Les inspirateurs et défenseurs d’ACTA ne sont pas les auteurs, les artistes, les créateurs, mais les maîtres de l’industrie du divertissement, de l’industrie du luxe, de l’industrie pharmaceutique, de l’industrie du vivant, de l’industrie agro-alimentaire, de l’industrie des médias, tous propriétaires de droits exclusifs de reproduire, de diffuser, de représenter, d’utiliser, de photographier, etc. Autant de droits qu’ils veulent à toute force défendre, consolider et étendre à tous et à tout jusqu’à enfermer nos vies dans une toile invisible faite de myriades d’interdits.

Une toile invisible d’interdits contre une autre toile (internet), elle aussi invisible, mais tissée, elle, de libertés virtuellement inouïes. Même si sa puissance fait paradoxalement d’internet la cible privilégiée autant que le meilleur allié d’ACTA. Combattu pour ses actions (positives) de partage, d’échange et de gratuité, internet sera (négativement) utilisé pour les contrôler et les réprimer.

Puisqu’il s’agit, dans un esprit ultra libéral, de soumettre la moindre action de diffusion, d’échange et de téléchargement à l’autorité d’un droit à acquitter, internet sera surveillé, contrôlé, censuré, coupé, interdit. Et en la matière, on ne lésinera pas sur les moyens. Un à un, les articles du projet ACTA décrivent comment on s’en prendra tour à tour à la vie privée, à la liberté d’information, au secret des correspondances, à la présomption d’innocence.
Car on criminalisera le partage sans but lucratif en l’assimilant aux infractions commerciales; car les fournisseurs d’accès à internet seront contraints de filtrer les communications, de procéder à des censures automatiques, de supprimer des contenus; car, également, on contournera les autorités judiciaires en mettant en œuvre des mesures rapides d’alternatives aux procès.

Réactionnaire, le projet ACTA l’est triplement. Par ses orientations brutalement régressives, répressives et antidémocratiques ; par son rejet obstiné des valeurs éthiques et des potentialités pratiques d’internet; mais aussi par l’incapacité d’ACTA d’adapter le vieux droit d’auteur aux conditions du monde d’aujourd’hui.

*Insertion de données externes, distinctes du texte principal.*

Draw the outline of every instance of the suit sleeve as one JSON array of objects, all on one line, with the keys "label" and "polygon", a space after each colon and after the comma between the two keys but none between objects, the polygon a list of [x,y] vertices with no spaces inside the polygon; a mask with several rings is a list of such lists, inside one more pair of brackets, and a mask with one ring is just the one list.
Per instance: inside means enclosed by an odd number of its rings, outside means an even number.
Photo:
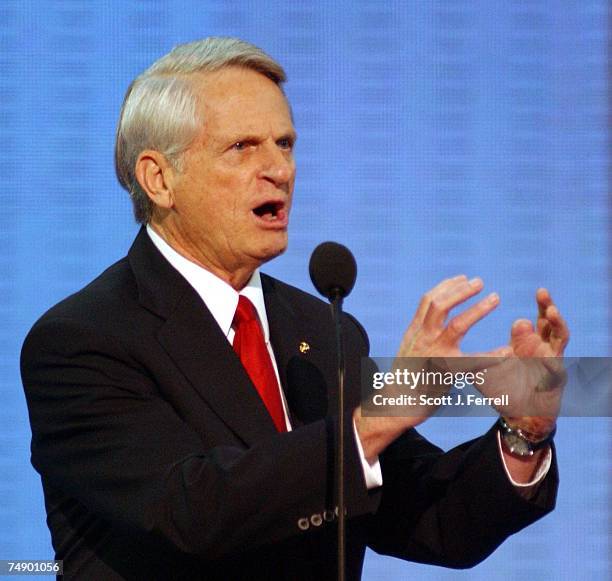
[{"label": "suit sleeve", "polygon": [[534,496],[510,483],[497,429],[443,453],[416,430],[381,456],[383,494],[370,527],[379,553],[454,568],[476,565],[555,506],[554,460]]},{"label": "suit sleeve", "polygon": [[[21,367],[34,467],[124,531],[215,559],[307,534],[300,519],[333,511],[333,418],[208,448],[121,337],[67,318],[34,327]],[[349,513],[371,513],[346,440]]]},{"label": "suit sleeve", "polygon": [[[367,345],[365,330],[352,320]],[[371,360],[370,366],[375,367]],[[409,430],[380,455],[380,462],[382,499],[368,528],[368,544],[382,554],[471,567],[555,506],[554,450],[548,474],[525,498],[504,470],[495,426],[446,453]]]}]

A l’occasion du vote de la loi Hadopi en France, Denis Olivennes avait, en service commandé, commis un petit ouvrage de propagande dont le titre, La Gratuité c’est le vol, paraphrasait — volait! — en l’inversant honteusement celui du célèbre La Propriété c’est le vol de Proudhon.
Mais plus encore que de démagogie, le libelle souffrait d’une cruelle incapacité à aborder le défi majeur de l’époque où il s’agit simultanément d’assurer une juste rémunération des auteurs, d’inventer une économie d’internet, d’encourager les bonnes pratiques, et bien sûr de garantir la liberté des utilisateurs.

Entraver, réprimer, stigmatiser: cela ne peut qu’aboutir à l’immense bévue de manquer internet, et l’époque présente dont il est le dispositif paradigmatique.
Qu’il aboutisse ou non, le projet ACTA aura au moins révélé les connivences d’intérêts qui rapprochent désormais la société du spectacle de la société de contrôle. Sous la face brillante du luxe, de la mode, du divertissement et de la culture, le contrôle poursuit son œuvre avec une sourde obstination. Ainsi absorbé par le contrôle, le spectacle n’est plus que celui de sa liberté surveillée.

André Rouillé.

L’image accompagnant l’éditorial n’est aucunement l’illustration du texte. Ni l’artiste, ni le photographe de l’œuvre, ni la galerie ne sont associés à son contenu.